Udah seminggu nggak nulis, yang keluar malah… curhat. Hehe, maap yah para pembaca sekalian, jadi disuguhi postingan gw yg gak jelas ini 😛

Hmmm, akhir-akhir ini lagi banyak hal & pikiran yg swirling didlm kepala gue… tapi begitu mau dikeluarin dg nulis, rasanya susah aja. Susah krn… banyak & ruwet, seperti jalinan benang kusut yang bahkan nggak tahu lagi ada dimana ujungnya & dimana pangkalnya. Tapi mau gak mau harus diurai satu persatu. Gue merasa isi kepala gue sekarang udah kayak beribu barang yang berjejalan nggak karuan didalam sebuah ransel besar; isinya kacau balau berantakan… musti dikeluarin dulu semua barang2 itu dari dalam ransel, trus ditata ulang biar rapi, biar ranselnya enak buat diisi lagi…dan biar ranselnya nggak berat untuk dipanggul dalam “perjalanan hidup”.

Dari mana yah mulainya ?

Hmmm… ini ajah deh. Beberapa minggu lalu setelah gue sembuh dari sakit, gue berasa cranky banget. Otak gue, badan gue, diri gue, berasa cranky semua. Apa-apa yg gue kerjain pada nggak beres semuanya. Karena nggak beres ngerjain apa-pun, gue jadi gak pengen ngerjain apa2 dulu. Mood gue juga jadi hilang. Awalnya guw mikir, mungkin crankiness ini berhubungan dengan panasnya cuaca Penang dua bulan terakhir ini. 33 derajat Celcius, kelembaban 75-78%. Mateng aja tuh, berasa kayak hidup dalam dandang kukusan, booo’. Wajar kalo di cuaca panas, orang jadi cranky. Bukan kondisi yg favorable-lah. Tapi setelah gue pikir, nggak selalu gitu ah. Apapun penyebabnya, gue harus cari jalan keluar dari crankiness ini. Beberapa kali gue coba melakukan hal2 yg gue senangi seperti jalan2, menggambar lagi & masak… eh, jadinya malah nggak beres semua. Yang terakhir itu bikin gue tambah cranky & puyeng : pas gue coba masak, masakan gue rasanya kacaaaauuu semua (aaargh !!). Pasti ada apa-apa, pikir gue. Kalo sampe masakan gue rasanya kaca, itu pasti ada apa2 dengan diri gue.

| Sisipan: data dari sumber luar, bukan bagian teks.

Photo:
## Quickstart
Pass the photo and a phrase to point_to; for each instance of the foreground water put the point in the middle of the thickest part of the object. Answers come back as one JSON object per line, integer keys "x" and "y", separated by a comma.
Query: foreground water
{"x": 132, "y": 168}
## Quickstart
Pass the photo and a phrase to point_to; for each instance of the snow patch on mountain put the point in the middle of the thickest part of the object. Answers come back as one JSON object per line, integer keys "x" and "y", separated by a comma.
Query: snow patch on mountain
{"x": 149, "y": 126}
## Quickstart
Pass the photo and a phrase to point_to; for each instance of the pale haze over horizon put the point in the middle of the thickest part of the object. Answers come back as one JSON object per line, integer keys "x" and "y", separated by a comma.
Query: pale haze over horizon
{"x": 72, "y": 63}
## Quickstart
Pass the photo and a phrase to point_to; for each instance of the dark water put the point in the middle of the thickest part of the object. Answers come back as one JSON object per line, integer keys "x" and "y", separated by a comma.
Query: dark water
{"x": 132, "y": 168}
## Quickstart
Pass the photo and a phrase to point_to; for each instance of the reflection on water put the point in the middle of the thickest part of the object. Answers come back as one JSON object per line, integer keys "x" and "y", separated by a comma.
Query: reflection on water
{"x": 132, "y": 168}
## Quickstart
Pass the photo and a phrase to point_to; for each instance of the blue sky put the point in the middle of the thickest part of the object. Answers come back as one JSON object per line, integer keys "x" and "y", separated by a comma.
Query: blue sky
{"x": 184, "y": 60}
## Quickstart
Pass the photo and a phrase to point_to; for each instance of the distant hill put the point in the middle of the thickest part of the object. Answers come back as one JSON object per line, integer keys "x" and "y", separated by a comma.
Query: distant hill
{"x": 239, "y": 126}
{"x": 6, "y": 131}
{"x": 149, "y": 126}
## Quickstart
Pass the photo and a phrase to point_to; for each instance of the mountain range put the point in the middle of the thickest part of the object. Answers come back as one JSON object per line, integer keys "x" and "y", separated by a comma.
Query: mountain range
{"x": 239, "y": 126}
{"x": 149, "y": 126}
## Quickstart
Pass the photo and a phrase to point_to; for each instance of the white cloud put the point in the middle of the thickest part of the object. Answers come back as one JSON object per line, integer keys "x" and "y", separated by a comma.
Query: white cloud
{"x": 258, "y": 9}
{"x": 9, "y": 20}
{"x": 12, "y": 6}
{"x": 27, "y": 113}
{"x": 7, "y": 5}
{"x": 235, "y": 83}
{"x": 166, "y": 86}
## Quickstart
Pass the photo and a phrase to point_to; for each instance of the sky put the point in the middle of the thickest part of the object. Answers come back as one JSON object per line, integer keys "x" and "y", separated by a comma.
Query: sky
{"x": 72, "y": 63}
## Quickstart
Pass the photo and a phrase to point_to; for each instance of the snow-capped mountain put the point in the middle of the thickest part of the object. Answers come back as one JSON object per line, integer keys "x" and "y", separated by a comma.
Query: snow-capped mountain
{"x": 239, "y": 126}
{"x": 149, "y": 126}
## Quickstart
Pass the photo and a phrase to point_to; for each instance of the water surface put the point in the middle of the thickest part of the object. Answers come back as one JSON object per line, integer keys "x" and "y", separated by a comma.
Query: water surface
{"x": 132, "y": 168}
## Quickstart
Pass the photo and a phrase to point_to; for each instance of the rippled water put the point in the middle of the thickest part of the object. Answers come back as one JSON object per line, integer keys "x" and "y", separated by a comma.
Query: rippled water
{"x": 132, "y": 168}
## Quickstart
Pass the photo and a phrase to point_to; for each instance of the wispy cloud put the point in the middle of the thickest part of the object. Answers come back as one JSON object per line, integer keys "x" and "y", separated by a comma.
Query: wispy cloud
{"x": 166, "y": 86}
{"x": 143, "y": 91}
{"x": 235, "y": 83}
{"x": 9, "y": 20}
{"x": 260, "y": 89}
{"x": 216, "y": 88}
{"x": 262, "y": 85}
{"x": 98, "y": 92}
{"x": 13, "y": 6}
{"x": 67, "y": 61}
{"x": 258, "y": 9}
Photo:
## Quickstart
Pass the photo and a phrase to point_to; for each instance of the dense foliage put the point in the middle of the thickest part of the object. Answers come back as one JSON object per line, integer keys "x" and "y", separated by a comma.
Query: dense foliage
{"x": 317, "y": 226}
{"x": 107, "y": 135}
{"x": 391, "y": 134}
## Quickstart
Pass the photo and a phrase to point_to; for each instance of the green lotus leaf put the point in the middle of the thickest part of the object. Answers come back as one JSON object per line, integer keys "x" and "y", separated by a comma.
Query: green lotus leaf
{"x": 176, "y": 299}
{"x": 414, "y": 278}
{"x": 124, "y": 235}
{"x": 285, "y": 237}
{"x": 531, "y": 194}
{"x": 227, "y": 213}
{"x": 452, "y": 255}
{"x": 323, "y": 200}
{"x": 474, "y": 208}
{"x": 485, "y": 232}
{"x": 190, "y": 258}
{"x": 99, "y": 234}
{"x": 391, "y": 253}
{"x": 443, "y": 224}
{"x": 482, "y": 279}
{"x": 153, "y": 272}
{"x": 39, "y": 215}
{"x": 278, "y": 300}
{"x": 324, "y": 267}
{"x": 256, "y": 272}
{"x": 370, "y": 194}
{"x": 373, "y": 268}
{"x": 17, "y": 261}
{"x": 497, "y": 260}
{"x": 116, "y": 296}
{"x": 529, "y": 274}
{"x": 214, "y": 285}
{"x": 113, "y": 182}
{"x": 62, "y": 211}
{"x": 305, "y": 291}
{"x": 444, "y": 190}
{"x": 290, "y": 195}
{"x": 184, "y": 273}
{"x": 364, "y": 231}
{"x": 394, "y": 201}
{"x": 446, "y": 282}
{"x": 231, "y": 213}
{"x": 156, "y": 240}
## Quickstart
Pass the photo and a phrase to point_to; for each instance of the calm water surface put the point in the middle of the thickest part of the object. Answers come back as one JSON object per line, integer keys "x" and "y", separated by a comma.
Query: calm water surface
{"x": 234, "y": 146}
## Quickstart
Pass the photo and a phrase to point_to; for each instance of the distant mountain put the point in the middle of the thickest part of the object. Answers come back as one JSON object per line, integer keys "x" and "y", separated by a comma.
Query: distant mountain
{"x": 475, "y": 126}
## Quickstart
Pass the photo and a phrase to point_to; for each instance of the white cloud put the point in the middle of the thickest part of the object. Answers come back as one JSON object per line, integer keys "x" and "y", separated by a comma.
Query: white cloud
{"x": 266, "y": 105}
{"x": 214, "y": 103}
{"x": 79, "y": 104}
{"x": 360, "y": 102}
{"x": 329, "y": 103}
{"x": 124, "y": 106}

Nggak tahu deh, apa yang terjadi dengan diri gue… sampai jadi sedemikian cranky-nya.

Akhirnya, gue memutuskan untuk nggak melakukan apa2 dulu. Nggak menyentuh apapun, mengolah apapun. Menghilang sejenak. Being invisible. Biasanya gue berlari bersama orang2 lain yang juga berlari membawa kehidupannya, kali ini gue ingin diam… diam aja, sambil melihat kehidupan lain yg berseliweran disekeliling gue. Sampai gue merasa lebih baik & enakan.

Trus, beberapa hari yang lalu, gue baru dapet kabar dari teman  SMU gue kalau ibunya meninggal. She’s such a nice lady, baek banget. When i recalled some memories of her, well… it’s so hard not to cry. Nyesek aja. Gue jadi ngebatin, betapa usia manusia itu nggak ada yg tahu sampai dimana akhirnya & manusia nggak pernah tahu bagaimana saat & cara dia dipanggil oleh-Nya (…gue jadi inget sama film The Bucket List). Somehow, ini seolah jadi pengingat bagi gue untuk lebih mencintai & menghargai kehidupan, sehingga bisa menemukan lebih banyak “joy” untuk diri & juga berbagi “joy” tersebut kepada orang-orang yang dicintai.

Lainnya, gue menemukan kenyataan bahwa hidup ini bukanlah sebuah laboratorium yang dimana setiap variabel-variabelnya bisa gue kontrol sehingga bisa selalu memberikan hasil percobaan yang memuaskan. Ternyata nggak bisa gitu. Selalu ada a greater invisible hands yang mengatur kehidupan ini sedemikian rupa, sehingga… yang dituju adalah agar manusia selalu belajar, bukannya terima-jadi mendapatkan semua hal yang dia mau. Kita nggak bisa mengontrol semua aspek dalam kehidupan kita. Tapi kita bisa memilih, mau berusaha atau tidak. Mau belajar atau tidak. Semua hal yang terjadi, baik-buruk, untung-apes, senang-sedih… siap-nggak siap, segala hal yang terjadi dalam hidup ini dimaksudkan agar orang bisa siap untuk apapun & belajar.

Oia, satu lagi… memang betul kalau :  Life isn’t fair. But it’s still good.